Default boot privileges/rights level is “User”.

An “User” could temporarily esclate privileges/rights level via a command similarly to the “sudo” command in Linux. Alternatively, installation of software packages could be initiated at “User” level but would still require “Adminstrator” password to go beyond their splash screen.

The log-on for the “Owner” level with full privileges/rights, but with restricted internet surfing rights, would be accessed via a keyboard key press during the boot process. It could be left to the owner of the machine to define if failure to enter the right password returns to the log-on window or skips to the default boot at “User” privileges/rights level.

Furthermore, the owner of the machine could set-up the boot script to have the “Owner” privileges/rights level as default boot with a pre-entered password (if so desired).

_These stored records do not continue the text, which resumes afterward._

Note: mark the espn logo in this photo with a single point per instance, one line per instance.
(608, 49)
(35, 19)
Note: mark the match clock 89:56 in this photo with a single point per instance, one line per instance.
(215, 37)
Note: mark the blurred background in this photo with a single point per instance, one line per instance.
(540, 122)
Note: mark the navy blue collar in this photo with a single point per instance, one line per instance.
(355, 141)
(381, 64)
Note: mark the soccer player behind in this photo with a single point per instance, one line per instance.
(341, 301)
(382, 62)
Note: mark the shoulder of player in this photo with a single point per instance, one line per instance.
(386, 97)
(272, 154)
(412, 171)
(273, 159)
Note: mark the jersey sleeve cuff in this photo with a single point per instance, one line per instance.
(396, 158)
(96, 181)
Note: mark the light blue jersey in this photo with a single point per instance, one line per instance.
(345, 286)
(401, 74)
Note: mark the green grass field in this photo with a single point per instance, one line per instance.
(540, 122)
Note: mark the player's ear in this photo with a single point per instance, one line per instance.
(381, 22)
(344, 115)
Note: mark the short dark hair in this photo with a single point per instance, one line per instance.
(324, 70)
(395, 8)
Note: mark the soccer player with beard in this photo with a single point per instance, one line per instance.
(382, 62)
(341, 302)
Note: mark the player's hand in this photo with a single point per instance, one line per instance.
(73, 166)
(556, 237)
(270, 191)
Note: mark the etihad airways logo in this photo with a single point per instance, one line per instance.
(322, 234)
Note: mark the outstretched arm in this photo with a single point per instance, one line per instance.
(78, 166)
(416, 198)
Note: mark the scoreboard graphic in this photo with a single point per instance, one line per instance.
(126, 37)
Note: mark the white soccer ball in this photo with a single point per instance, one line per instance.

The main reason in allowing access to the highest privileges/rights only from a boot is to minimize the risk of installation of a rootkit via privileges/rights escalation by a malicious code fragment. There has been numerous reported exploits of such escalation to “root” in Linux and Windows.

Some more thoughts are required with respect to the desirability of default passwords for the “Administrator” and “Owner” levels and how to support this in a LiveCD or USB boot. That’s for another day.

why not lock code into userland and block each user’s access to other users’ files? the root/common/user setup seems tailor-made for such an environment, each upper level mirroring root – it makes more sense to restrict code than a user, and definitely more worthwhile to cultivate responsible users (it’s not hard).

Hi there,

I imagine a multi-user system so ago, everyone has his own home directory, in which he can do what he wants.
These home directory should be on a different partition or hard drive to be outsourced (maybe the end of the development could be this partition / hard disk provided with an encryption)

Further receiving the package manager should have the opportunity for all to install software, but then only as administrator.
The common users should only install in his home directory.
The user stores his personal settings mails etc, independently of the other users.

best regards

lorglas

1 Like

Haiku should port over sudo. Yes the linux and OSX way works. haiku’s file system is similer to how OSX’s works so why not do the same. Now I want to see Haiku suport MUMT witch stands for Multipule User Multi Tasking. Haiku needs multi user suport just like OSX, Linux, PC-BSD, AROS, Amiga OS, and Windows. How is haiku going to get adoption in schools and offices if it does not suport this. If Jami installs some apps in here /boot/home/Jami or /boot/Jami or how ever the debs rewrite the file hiarkey, Jami’s folders should not be seeable or editable by any other user other then her or ROOT. Again this is a feature that Linux has with the home directery. Now THAT also means redoing all the input drivers to suport MUMT and create a low powered easy system to do it. For all who don’t know what MUMT would do let me give you an example. Normaly in a class you have 30 to 40 students and each one of them NEEDS their own computer. With MUMT you in theory you can cut that down by 50%. How this would be possible is simple. With MUMT each computer would be able to have up to 4 pysical users. Each time you plug in an moniter the first user or the Root can detrmin the settings and what devices that user would be able to use. Now this would be crazy with an OS like Windows or Linux , how ever with Haiku’s light weight it would be realy pratcial.

Your “MUMT” is actually called “multi-seat” (as distinct from multi-head, which just means having several displays connected to the same machine) and there have been many thousands of seats provided in this way on Linux systems, in schools and other environments where driving down per-seat costs is important.

For security, multi-user is not enough. You also want to be able to control what any app is allowed to do on your system. Just because you are running as admin doesn’t mean that every app should be able to screw up your stuff on its own.

Ok… You do not want to make multi-user, so what is about Administrator/User separation?